Saturday, October 8, 2011

Magical morels and the mystical midwest... May 2009

I know, you're thinking, "I can't believe she just referred to flyover country as mystical." But it kind of is.

For instance, the morels are calling me.  (Not really, if I was really hearing mushrooms, without TAKING mushrooms, I'd call my doctor.)  But this is morel season.  You never know where you are going to find the little buggers and I haven't been out hunting in a long time.  I need to go, if only for the walk in the woods.

Springtime here is glorious.  It makes me rapturous, unlike my staid, pragmatic heritage.  I stick my nose in a spray of lilacs and go gaga with the sheer wonder of it.  There are so many questions.  What makes it smell like that and why does my brain approve so?

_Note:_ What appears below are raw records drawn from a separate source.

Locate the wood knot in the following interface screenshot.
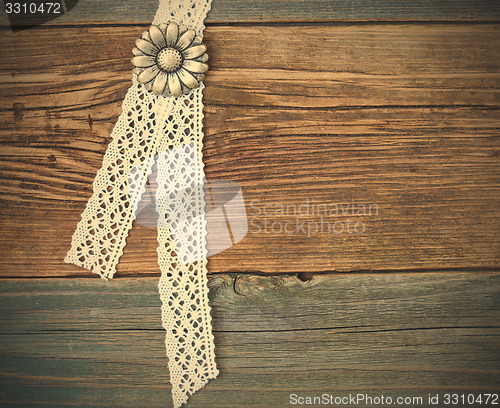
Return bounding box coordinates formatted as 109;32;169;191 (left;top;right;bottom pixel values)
297;272;313;282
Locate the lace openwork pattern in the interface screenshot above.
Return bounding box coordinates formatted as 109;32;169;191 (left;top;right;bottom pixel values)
65;0;216;407
64;79;164;279
153;0;212;34
155;87;218;407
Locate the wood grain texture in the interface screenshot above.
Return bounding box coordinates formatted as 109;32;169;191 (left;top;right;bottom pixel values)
0;25;499;277
1;0;500;26
0;24;499;276
0;272;498;407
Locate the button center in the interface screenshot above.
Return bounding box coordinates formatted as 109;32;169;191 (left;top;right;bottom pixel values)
157;48;183;73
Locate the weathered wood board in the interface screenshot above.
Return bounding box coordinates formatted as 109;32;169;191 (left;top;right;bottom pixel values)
1;0;500;26
0;1;499;407
0;272;498;407
0;25;499;276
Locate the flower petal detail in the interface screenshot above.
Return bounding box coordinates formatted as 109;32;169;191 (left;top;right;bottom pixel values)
176;29;196;51
153;72;168;96
183;44;206;60
132;55;156;68
183;60;208;74
166;22;179;47
138;65;159;84
149;25;166;49
177;68;199;89
197;53;209;63
168;73;182;97
135;39;158;56
158;23;168;34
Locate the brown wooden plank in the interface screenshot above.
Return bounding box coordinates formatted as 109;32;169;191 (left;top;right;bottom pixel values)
0;273;499;407
0;25;499;277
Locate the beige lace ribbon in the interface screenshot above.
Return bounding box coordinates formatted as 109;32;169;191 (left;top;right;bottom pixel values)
64;1;218;407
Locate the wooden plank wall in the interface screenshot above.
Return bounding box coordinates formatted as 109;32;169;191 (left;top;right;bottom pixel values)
0;0;499;407
1;26;499;276
1;273;499;407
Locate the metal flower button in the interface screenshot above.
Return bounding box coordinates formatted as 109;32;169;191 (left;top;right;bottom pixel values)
132;22;209;97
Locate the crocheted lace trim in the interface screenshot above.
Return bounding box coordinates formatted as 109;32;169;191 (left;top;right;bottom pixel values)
65;1;217;407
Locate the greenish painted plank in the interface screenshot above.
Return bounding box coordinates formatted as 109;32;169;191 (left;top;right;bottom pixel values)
0;273;499;407
1;273;499;332
0;0;499;26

There are many country roads to travel down and many interesting people who are out and about taking advantage of the burst of nature.

On your voyages, you wonder about the ancestors.  There's a secret grotto someplace near.  It's down a one-mile walk, past a ghost town and there are names from the 1700's carved into the rock.

Our local church tends a hidden graveyard.  It's down the road apace, off on a gravel road, then a dirt path that ends with the old, old stones in a grass-covered clearing surrounded by forest.  I don't think there's even kin left of the people buried there.

You can tell by looking at some sections that entire families perished close in time to each other and I think it must have been an outbreak of some long-gone illness.  I volunteered to place little flags there on memorial day some years back.  It's humbling.

We are hardy stock.  There are three months of the year that are difficult even in these modern times.  When I see the ancient stones I wonder how it must have been for those folks.  Did they make it to spring and think it was a good year because they only lost one toe to frostbite?

My niece and I took a walk tonight after supper.  This weekend, at my cousin's shower, a long-time elder of the community commented that she didn't know what the world was coming to when people here were locking up their houses.  As a child, the community was a world of open doors.

But tonight, on the walk, I couldn't help but smile and notice that all of the houses in the "addition" had their front doors open and the welcoming lights on inside.  I like this area.  People are contrary and friendly.  They think, they labor, they argue and they love.  There really is something special about the midwest.